One needs not be a weapons expert to realize the incompetence behind the project. How could it be, with so many intelligent scientists and arms experts in Israel, nobody raised this rudimentary problem before the Israeli Defense Ministry decided to invest in the doomed project? Especially when there’s a much cheaper, more effective and readily available alternative found in the American made Phalanx artillery battery, developed by Raytheon to protect sitting duck warships from incoming missiles. The system has a radar (looks like R2D2) which tracks the trajectory of incoming projectiles and is then capable of firing 6,000 shells per minute at its target. And at least one of those shells usually scores a hit. The Phalanx also has a precedent of use over land, as seen in its deployment in the Green Zone in Iraq to protect U.S. forces from missiles and mortar barrages. I’m usually not one to pin my hopes on technological solutions, as though some new weapon system could finally put an end to the long-standing political conflict between Arabs and Israelis, but this could clearly help diffuse the situation.

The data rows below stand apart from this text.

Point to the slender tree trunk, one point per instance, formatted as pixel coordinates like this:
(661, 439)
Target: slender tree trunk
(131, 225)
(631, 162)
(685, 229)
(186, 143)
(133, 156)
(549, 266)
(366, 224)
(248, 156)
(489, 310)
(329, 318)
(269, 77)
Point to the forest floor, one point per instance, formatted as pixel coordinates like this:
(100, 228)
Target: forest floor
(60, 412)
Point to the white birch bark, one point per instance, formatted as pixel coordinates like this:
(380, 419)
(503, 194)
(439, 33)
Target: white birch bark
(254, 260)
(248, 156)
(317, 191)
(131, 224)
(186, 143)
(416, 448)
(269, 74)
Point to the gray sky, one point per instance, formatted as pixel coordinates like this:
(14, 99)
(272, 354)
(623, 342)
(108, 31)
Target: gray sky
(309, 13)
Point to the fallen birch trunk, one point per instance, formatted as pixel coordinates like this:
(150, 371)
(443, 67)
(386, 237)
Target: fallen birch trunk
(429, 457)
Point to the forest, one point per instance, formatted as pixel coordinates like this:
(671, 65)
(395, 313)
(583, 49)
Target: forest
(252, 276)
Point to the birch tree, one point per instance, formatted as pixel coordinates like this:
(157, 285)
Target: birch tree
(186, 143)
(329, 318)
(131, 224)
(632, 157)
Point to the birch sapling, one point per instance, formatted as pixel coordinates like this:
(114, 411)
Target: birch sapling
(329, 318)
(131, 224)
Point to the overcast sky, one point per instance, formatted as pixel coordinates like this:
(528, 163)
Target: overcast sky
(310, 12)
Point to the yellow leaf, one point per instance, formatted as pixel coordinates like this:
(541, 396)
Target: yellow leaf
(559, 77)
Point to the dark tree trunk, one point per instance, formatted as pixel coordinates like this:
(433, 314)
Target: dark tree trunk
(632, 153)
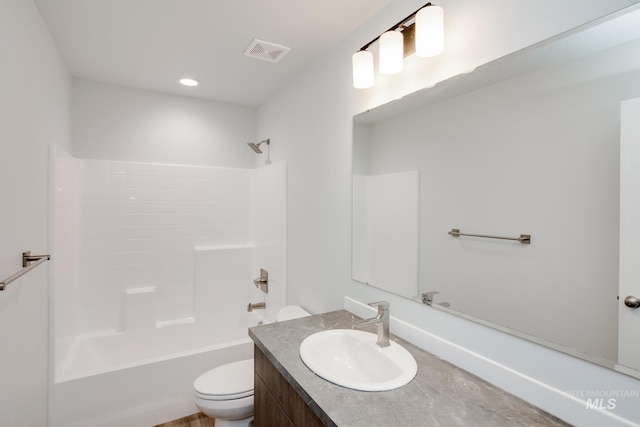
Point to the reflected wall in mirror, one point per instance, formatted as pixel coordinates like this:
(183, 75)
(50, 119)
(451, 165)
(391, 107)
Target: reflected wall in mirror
(528, 144)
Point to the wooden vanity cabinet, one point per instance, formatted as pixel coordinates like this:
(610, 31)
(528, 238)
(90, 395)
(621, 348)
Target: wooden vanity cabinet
(276, 403)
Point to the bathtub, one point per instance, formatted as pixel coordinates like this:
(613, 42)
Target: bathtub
(101, 388)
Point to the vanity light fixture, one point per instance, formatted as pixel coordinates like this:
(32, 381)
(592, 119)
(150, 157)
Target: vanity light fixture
(187, 81)
(421, 32)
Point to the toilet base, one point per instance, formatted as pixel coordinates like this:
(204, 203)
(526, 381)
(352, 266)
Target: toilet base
(245, 422)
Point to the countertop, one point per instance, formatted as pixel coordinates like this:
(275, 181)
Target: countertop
(441, 394)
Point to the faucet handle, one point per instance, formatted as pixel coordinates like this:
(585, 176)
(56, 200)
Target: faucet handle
(381, 305)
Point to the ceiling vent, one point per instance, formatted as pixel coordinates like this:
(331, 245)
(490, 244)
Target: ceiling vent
(266, 51)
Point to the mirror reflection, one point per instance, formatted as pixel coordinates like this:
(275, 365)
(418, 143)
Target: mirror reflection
(528, 144)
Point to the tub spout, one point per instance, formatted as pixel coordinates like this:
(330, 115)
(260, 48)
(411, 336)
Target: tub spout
(257, 306)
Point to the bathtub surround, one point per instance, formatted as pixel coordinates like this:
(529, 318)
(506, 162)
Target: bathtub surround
(157, 267)
(195, 420)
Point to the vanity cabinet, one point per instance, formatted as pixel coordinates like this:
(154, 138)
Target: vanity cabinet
(276, 403)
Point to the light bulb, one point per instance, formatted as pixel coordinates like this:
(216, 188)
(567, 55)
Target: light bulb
(391, 52)
(188, 82)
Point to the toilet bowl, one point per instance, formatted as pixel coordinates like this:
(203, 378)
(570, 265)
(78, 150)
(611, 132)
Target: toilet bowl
(226, 392)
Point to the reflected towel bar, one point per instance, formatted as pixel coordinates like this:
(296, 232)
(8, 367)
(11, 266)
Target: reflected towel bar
(29, 262)
(525, 239)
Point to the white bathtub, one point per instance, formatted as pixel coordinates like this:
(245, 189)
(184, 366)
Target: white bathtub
(124, 380)
(131, 394)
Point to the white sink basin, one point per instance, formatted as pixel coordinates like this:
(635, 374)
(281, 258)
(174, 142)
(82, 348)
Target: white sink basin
(352, 359)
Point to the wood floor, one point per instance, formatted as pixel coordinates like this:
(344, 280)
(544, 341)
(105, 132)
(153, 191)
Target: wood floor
(195, 420)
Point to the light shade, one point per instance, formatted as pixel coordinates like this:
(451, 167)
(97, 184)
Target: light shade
(187, 81)
(363, 76)
(391, 52)
(429, 31)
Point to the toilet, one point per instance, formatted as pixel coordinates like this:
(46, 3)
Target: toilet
(226, 392)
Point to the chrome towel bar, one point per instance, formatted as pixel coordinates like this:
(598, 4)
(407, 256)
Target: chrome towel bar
(525, 239)
(29, 262)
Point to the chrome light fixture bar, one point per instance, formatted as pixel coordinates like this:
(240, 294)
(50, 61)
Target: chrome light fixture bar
(425, 37)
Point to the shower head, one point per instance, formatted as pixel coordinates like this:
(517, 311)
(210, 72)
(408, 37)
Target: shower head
(256, 147)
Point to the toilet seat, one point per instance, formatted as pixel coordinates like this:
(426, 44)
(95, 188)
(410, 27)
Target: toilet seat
(226, 382)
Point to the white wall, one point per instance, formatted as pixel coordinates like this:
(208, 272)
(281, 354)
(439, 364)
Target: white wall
(117, 123)
(34, 112)
(311, 120)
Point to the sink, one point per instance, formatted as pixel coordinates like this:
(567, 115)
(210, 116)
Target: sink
(352, 359)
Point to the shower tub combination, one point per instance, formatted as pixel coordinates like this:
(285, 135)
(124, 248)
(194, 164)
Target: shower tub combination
(132, 333)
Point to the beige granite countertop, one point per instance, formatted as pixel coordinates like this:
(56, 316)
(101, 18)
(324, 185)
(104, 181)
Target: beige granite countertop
(440, 395)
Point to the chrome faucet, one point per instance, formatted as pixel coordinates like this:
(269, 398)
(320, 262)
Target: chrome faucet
(381, 320)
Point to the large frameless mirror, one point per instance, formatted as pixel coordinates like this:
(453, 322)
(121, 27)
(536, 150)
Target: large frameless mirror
(528, 145)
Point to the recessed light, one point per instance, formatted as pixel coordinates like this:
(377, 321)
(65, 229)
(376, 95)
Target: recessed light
(188, 82)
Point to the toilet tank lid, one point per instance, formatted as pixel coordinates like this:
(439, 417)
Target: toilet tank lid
(291, 312)
(230, 379)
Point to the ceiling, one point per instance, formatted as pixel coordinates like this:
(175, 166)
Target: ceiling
(150, 44)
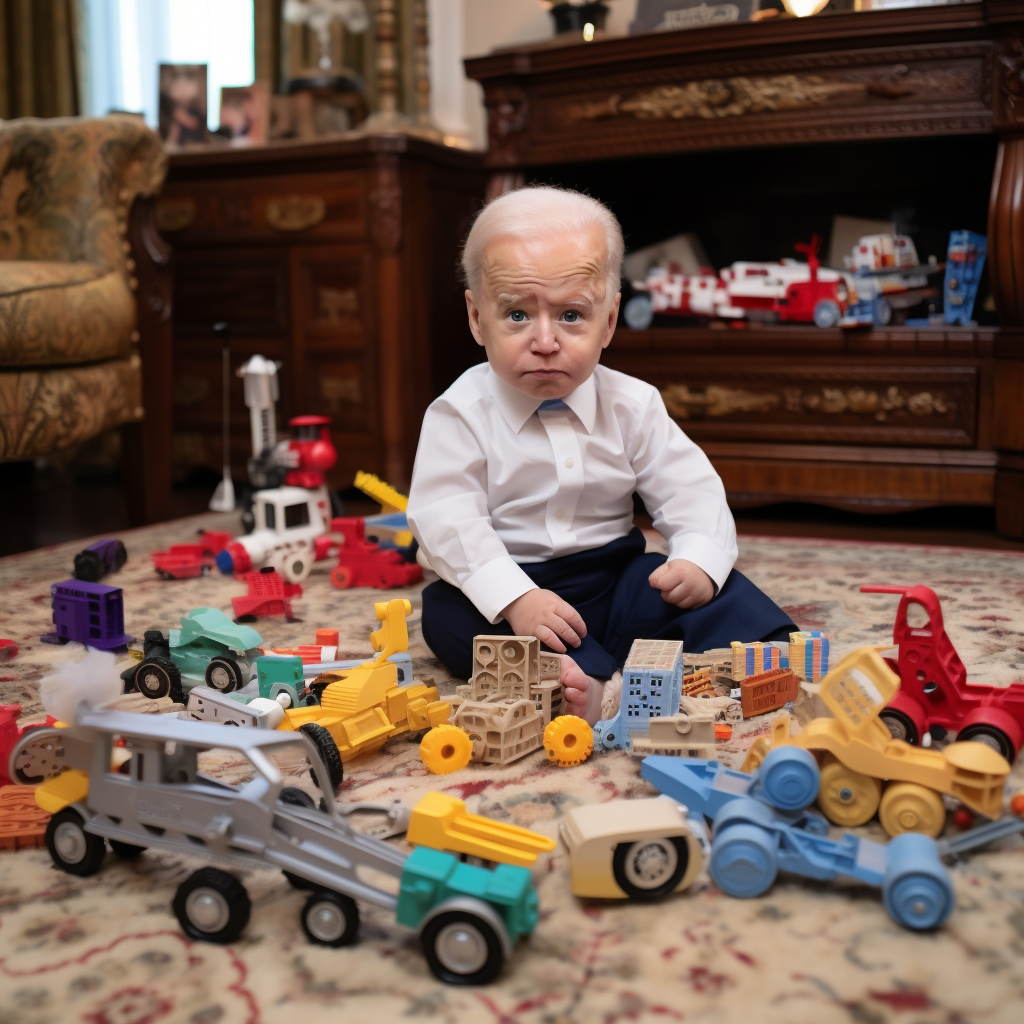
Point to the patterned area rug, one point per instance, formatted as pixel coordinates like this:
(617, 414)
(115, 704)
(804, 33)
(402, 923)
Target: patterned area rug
(108, 950)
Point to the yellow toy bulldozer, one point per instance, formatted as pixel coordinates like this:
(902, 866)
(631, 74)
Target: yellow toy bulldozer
(864, 770)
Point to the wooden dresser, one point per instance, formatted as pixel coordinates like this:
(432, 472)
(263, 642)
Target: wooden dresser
(753, 136)
(336, 258)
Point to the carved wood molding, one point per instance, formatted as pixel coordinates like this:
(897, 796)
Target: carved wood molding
(385, 203)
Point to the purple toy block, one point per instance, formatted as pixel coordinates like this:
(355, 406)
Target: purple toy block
(89, 612)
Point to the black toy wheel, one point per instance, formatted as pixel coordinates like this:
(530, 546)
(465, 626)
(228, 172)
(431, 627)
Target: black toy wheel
(900, 725)
(224, 675)
(328, 751)
(88, 566)
(126, 851)
(462, 948)
(650, 868)
(990, 736)
(73, 849)
(212, 905)
(158, 677)
(330, 919)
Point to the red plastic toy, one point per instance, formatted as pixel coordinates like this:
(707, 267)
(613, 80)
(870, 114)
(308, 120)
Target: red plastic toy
(268, 595)
(934, 690)
(183, 560)
(363, 563)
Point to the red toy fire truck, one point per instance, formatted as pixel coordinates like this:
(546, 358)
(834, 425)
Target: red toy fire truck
(934, 690)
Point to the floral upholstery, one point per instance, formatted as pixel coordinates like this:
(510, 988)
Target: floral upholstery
(68, 314)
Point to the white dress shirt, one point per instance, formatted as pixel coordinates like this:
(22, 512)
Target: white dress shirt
(498, 481)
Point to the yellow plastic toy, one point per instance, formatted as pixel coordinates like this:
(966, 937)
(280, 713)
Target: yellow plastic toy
(864, 770)
(363, 708)
(441, 822)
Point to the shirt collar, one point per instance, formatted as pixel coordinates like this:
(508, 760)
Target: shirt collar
(518, 408)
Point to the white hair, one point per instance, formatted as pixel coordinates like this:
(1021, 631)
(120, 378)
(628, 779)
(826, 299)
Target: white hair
(543, 210)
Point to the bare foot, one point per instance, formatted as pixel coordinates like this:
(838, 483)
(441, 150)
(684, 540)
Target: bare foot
(583, 692)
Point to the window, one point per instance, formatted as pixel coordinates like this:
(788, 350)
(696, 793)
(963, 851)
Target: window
(127, 40)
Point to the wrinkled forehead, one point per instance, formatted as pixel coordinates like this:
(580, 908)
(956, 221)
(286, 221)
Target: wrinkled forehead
(550, 262)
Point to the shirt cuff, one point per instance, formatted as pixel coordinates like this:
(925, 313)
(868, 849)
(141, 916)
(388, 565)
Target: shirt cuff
(496, 586)
(704, 552)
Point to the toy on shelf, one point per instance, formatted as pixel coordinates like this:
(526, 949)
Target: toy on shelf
(95, 561)
(361, 708)
(859, 756)
(761, 826)
(91, 613)
(934, 691)
(506, 711)
(633, 849)
(288, 520)
(767, 691)
(467, 918)
(267, 595)
(363, 563)
(182, 561)
(208, 649)
(786, 292)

Dr. Nathan Farber, a highly reputable ballistics expert believes that a mere five Phalanx artillery batteries, costing $1 million a piece (peanuts by the standards of Israel’s defense budget), would provide immediate relief to the residents of Sderot and other towns in the western Negev from daily Qassam barrages. Farber also writes off any environmental concerns as practically a non-issue, because the shells travel at such a high rate of speed, those which miss their target would end up somewhere over the Mediterranean before landing, and thus won’t pose a danger to residents of Israeli towns. Dr. Farber legitimately asks, “Why not deploy Phalanx batteries in the meanwhile (while Iron Dome is still under development), and protect the residents of Sderot? It will be cheaper, no less efficient, and above all provide immediate protection. If it’s good enough for the Americans in Iraq, why can’t it be good for us?” Pedatzur suggests that so-called “blue and white” economic motives were behind the decision to develop the homegrown Iron Dome system despite its obvious shortcomings in comparison to superior foreign-made alternatives. If true, it’s totally shameful and if not, the incompetence explanation isn’t much more promising. Those in the Defense Ministry should realize a rapidly escalating war with Hamas is ultimately far more costly, and in more ways than financial cost.

Most importantly, the advantages of the Phalanx don’t end with protecting the residents of the western Negev. If the system proves itself capable of intercepting most Qassams, it will end Israel’s immediate crisis, giving it some breathing space to seek a longer-term solution, undercut Hamas’ leverage over Israel, avert the inevitable large scale Israeli invasion of Gaza, and save a lot of lives in the process — including those Gazans who support the rocketing of Israel but don’t realize how much it’s hurting them. For these reasons alone, isn’t it at least worth trying? Dr. Farber has pleaded with the Defense Ministry to deploy Phalanx artillery batteries immediately, so far to no avail.